Vinili anni ’70 tra i più ricercati: il modello che può valere più degli altri

Aprire una vecchia scatola di dischi in soffitta può regalare sorprese inattese. Tra copertine consumate e vinili che hanno accompagnato intere generazioni, alcuni esemplari degli anni ’70 oggi attirano l’attenzione dei collezionisti più appassionati. In certi casi, un singolo disco può raggiungere valori sorprendenti, soprattutto quando si tratta di prime stampe rare o tirature ritirate dal mercato.

Il vinile più ricercato: un caso leggendario

Tra i dischi più ambiti nel mondo del collezionismo spicca la stampa originale A&M del singolo “God Save the Queen” dei Sex Pistols, pubblicata nel 1977.

Questa versione è diventata una vera leggenda del punk. Dopo la registrazione, il rapporto tra la band e l’etichetta discografica si deteriorò rapidamente, portando al ritiro della pubblicazione. Le copie già prodotte rimasero pochissime e finirono in circolazione in modo limitato.

Proprio questa combinazione di controversia, ritiro e rarità ha trasformato il disco in uno dei più desiderati dai collezionisti. Una copia conservata in condizioni eccellenti, classificata Mint o Near Mint, può raggiungere indicativamente tra 15.000 e 20.000 euro sul mercato specializzato, anche se il valore reale dipende sempre da domanda, provenienza e stato dell’esemplare.

Cosa fa davvero salire il valore di un vinile

Chi frequenta fiere del disco o negozi specializzati sa che non basta avere un vecchio LP per trovarsi tra le mani un oggetto prezioso. Gli esperti valutano soprattutto due aspetti.

Condizioni del vinile

  • superficie lucida e senza graffi profondi
  • assenza di rumori o fruscii evidenti durante l’ascolto
  • conservazione classificata secondo la scala internazionale (Mint, Near Mint, Excellent)

Completezza della confezione

  • copertina originale in buono stato
  • eventuali inserti, poster o buste interne presenti
  • assenza di scritte o tagli sulla copertina

Anche piccoli dettagli possono cambiare molto la valutazione finale.

I vinili italiani che attirano i collezionisti

Non solo punk britannico. Anche la scena musicale italiana degli anni ’70 offre diversi dischi ricercati. Alcuni esempi spesso citati nei cataloghi collezionistici includono:

  • il primo album di Vasco Rossi pubblicato dall’etichetta Lotus, con tiratura iniziale molto limitata
  • alcune prime edizioni di Franco Battiato, Rino Gaetano, Mina, Fabrizio De André e Pooh
  • tirature speciali o vinili colorati prodotti in quantità ridotte

Gli appassionati controllano sempre dettagli come numero di catalogo, etichetta e matrice incisa sul disco, elementi che permettono di distinguere una ristampa comune da una prima edizione.

Un aiuto per iniziare una collezione

Per chi vuole avvicinarsi al mondo del vinile, esiste anche un’opportunità interessante. Dal 31 gennaio al 30 giugno 2026 è possibile richiedere il bonus cultura del Ministero della Cultura, utilizzabile fino al 31 dicembre 2026 per acquistare vinili, CD, libri musicali o biglietti per concerti.

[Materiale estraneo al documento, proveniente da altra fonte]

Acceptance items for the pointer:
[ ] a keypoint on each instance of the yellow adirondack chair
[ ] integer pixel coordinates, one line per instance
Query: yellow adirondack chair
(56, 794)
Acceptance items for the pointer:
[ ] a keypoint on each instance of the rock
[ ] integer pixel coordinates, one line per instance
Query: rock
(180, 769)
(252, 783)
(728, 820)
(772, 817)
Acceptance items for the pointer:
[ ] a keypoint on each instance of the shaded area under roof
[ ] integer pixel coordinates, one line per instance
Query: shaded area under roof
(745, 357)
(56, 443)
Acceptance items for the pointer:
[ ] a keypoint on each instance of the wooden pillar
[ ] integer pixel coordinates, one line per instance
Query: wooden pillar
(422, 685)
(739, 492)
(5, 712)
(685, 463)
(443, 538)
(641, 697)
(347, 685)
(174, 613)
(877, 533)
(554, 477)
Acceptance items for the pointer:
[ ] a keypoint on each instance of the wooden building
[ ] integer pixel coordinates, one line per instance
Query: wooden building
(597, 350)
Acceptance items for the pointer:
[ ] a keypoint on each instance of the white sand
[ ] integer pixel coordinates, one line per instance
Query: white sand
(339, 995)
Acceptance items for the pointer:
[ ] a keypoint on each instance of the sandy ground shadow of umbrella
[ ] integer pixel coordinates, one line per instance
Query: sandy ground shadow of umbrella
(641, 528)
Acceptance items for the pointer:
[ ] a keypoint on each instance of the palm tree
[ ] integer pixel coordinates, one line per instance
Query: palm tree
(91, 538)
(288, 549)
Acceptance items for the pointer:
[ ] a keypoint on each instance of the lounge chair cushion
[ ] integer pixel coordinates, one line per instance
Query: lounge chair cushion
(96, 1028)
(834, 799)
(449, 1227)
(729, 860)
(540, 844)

I giovani nati nel 2007 possono ottenere fino a 1.000 euro complessivi, combinando Carta Cultura Giovani e Carta del Merito, se rispettano i requisiti previsti.

A volte basta sfogliare qualche vecchio disco di famiglia o visitare un mercatino per scoprire quanto la storia della musica incisa su vinile continui a sorprendere, non solo per il suono caldo che molti appassionati amano, ma anche per il valore che alcune rare edizioni hanno acquisito nel tempo.